As I came around the side of the few trees that were blocking my view I could see he had actually labored halfway up the far bank of the ravine and was collapsed 25 yards away. His front legs were splayed out and his back legs were all cattywampus. He was hit very hard in the neck near the junction with the brisket. I was feeling a bit cattywampus myself from the adrenaline rush.

I played hide and go seek with those three rounds in my pocket, coming up first with the empties that I had foolishly dropped into the same pocket. I was frustrated by the search and again considered laying down the rifle and climbing down into the ravine to pistol him. This was an errant thought, although I have finished a couple deer with a handgun.

I discarded that thought of pistoling him, almost as quick as it formed, because I had just come up with the three Core-Lokt rounds. I was feeding the first one into the magazine when, unbelievably, that buck found the strength to lunge up and over the lip of the ravine and shamble out of sight, each step looking like his last.

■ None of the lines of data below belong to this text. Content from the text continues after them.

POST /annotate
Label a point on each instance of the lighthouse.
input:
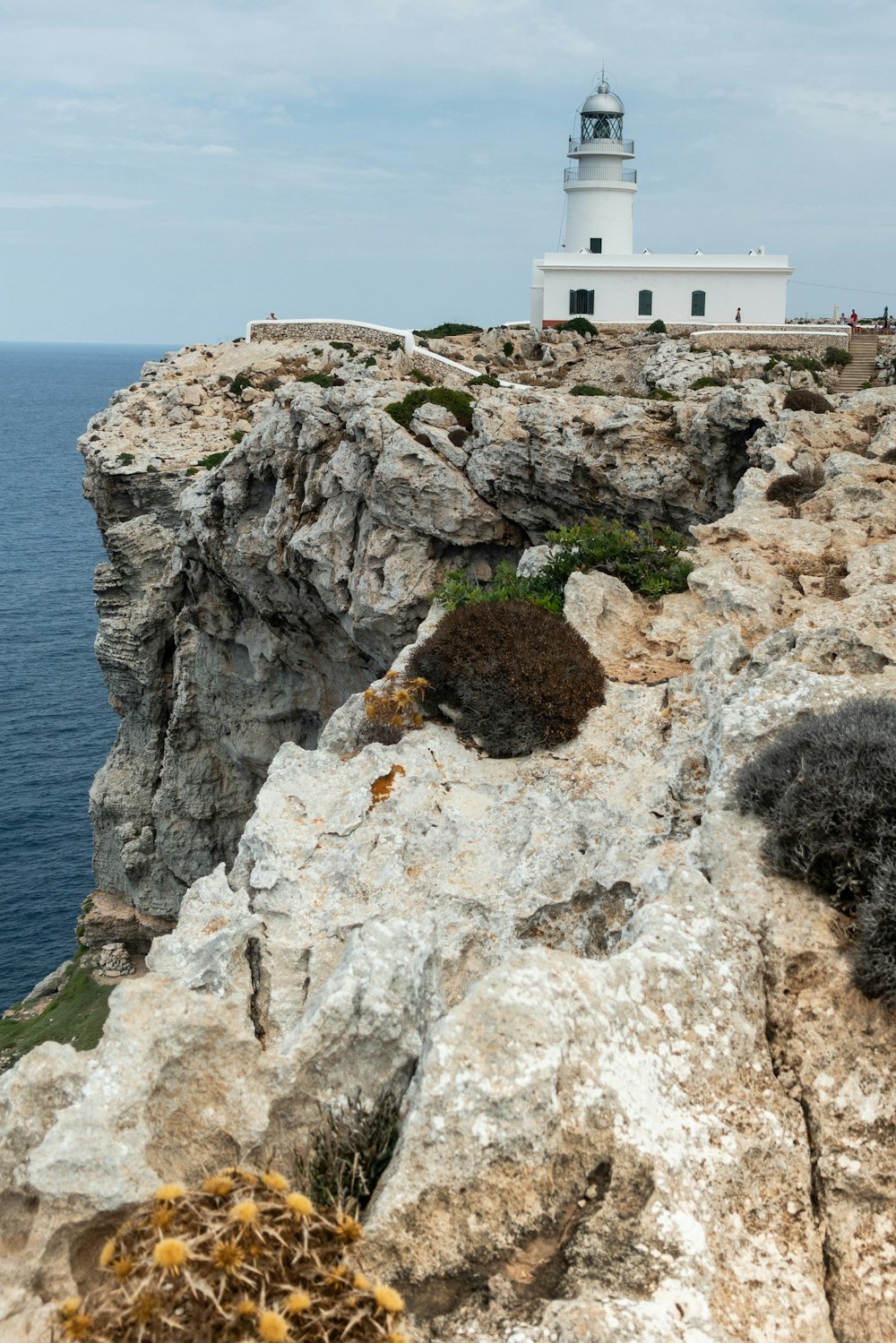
(599, 276)
(599, 188)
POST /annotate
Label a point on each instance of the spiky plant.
(244, 1257)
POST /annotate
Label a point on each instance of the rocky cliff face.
(242, 603)
(640, 1098)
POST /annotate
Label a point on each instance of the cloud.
(67, 201)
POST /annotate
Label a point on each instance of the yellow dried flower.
(276, 1181)
(349, 1227)
(169, 1254)
(218, 1184)
(168, 1192)
(300, 1205)
(245, 1211)
(124, 1267)
(78, 1326)
(228, 1256)
(389, 1299)
(273, 1327)
(296, 1303)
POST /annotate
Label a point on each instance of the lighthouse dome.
(602, 102)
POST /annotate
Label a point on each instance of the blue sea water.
(56, 723)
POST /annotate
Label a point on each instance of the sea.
(56, 723)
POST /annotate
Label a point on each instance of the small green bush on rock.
(458, 403)
(514, 678)
(579, 324)
(826, 788)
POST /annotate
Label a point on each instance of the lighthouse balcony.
(602, 147)
(589, 174)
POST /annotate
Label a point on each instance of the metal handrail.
(624, 147)
(598, 175)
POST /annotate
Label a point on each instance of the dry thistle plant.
(245, 1257)
(395, 707)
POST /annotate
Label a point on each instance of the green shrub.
(646, 559)
(516, 678)
(212, 460)
(796, 486)
(579, 324)
(836, 356)
(826, 788)
(801, 399)
(447, 330)
(349, 1152)
(458, 403)
(75, 1015)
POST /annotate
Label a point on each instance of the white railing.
(599, 175)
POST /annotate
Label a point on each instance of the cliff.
(638, 1093)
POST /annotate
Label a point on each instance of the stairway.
(863, 347)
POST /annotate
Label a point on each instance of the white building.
(598, 273)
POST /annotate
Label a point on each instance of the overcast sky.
(175, 168)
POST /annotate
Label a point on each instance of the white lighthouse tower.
(599, 276)
(599, 191)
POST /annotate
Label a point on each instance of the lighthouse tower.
(599, 191)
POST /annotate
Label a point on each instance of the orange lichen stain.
(382, 788)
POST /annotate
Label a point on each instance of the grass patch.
(648, 560)
(458, 403)
(74, 1017)
(449, 330)
(212, 460)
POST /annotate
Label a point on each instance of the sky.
(172, 169)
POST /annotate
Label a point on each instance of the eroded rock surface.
(640, 1096)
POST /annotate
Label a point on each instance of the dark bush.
(579, 324)
(513, 677)
(836, 356)
(449, 330)
(794, 486)
(826, 788)
(458, 403)
(801, 399)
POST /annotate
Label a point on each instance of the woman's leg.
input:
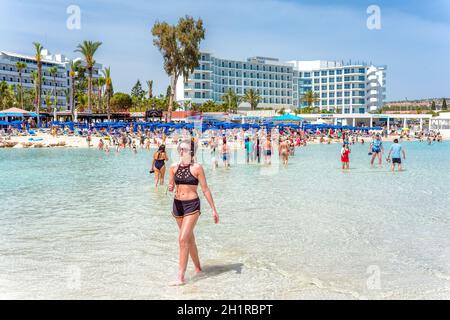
(186, 239)
(161, 175)
(157, 174)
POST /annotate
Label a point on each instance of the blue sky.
(413, 41)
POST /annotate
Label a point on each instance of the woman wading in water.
(186, 176)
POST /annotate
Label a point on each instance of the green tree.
(310, 97)
(252, 97)
(121, 101)
(38, 57)
(20, 66)
(231, 100)
(108, 90)
(88, 49)
(180, 47)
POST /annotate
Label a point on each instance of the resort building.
(10, 74)
(269, 77)
(342, 88)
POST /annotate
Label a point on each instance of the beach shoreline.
(46, 140)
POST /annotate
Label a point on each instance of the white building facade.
(10, 74)
(270, 78)
(342, 88)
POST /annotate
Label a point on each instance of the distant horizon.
(411, 42)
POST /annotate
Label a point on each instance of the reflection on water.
(83, 224)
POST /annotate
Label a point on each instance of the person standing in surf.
(396, 151)
(376, 149)
(158, 165)
(184, 178)
(345, 159)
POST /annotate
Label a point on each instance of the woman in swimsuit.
(283, 150)
(268, 150)
(158, 165)
(186, 176)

I stuffed the other two rounds into the magazine and returned the rifle to battery, double checking the safety. Nothing to do now, but start blood trailing. As I made my way out of the ravine I hoped I would see him piled up somewhere below me in the open hardwoods.

This whole episode, from firing the first round until he had clamored over the edge of the ravine, had taken just a frog hair over a minute. As I climbed upward I passed the spot where he had fallen and it added blood evidence to the initial visual observation that it was a fatal hit. I didn't see a sign of him downslope, as I had hoped. This could get tough before it ended.

There was just a touch of fleeting, pale November sunlight shining on the slope as I followed the scuff marks left in the leaves from his ungainly retreat. Blood spatters were evident every few yards.

When I had descended about sixty yards I saw, below me, a tree with a bright red splash the size of a basketball and further down was yet another. As I passed the second, I saw it had hair mixed in. He was crashing into trees, which showed me he was failing. He passed through the belt of thorny brush at the bottom of the mountain, crossed an old farm lane and ducked into a thicket of thorn apple and brambles.

He had left two huge blood splashes as he crossed the trail and, as I entered the thicket, I reminded myself to be calm and methodical, to look for parts of a bedded deer and to be ready for a quick shot.

He was headed for the creek bottom, which is nearly impenetrable at this point. I dreaded the idea of dragging him out of that mess. I had only gone a few yards into the barbed redoubt when I saw him get up and fall down again. He was literally on his last legs and I finished him there, on his final desperate line of retreat.

It was a good thing I had put the drag rope in my pocket, but I have to add that buck had saved me having to bring him all the way down the mountain. He had covered about 225 yards. Now, I only had about a quarter mile of level ground to pull him out. My shoulder was going to ache, with two deer to pull out before sunset, but the work ahead was far more rewarding than painting the ceiling.

I finally got a good look at his rack. He was a young six pointer. No, he is not one for the records. He was however, the fruit of a terrific day of hunting and a memorable experience, which I will recall with wonder and gratitude to the Almighty, for as long as I draw breath. The voice had been right, there was a buck on the mountain.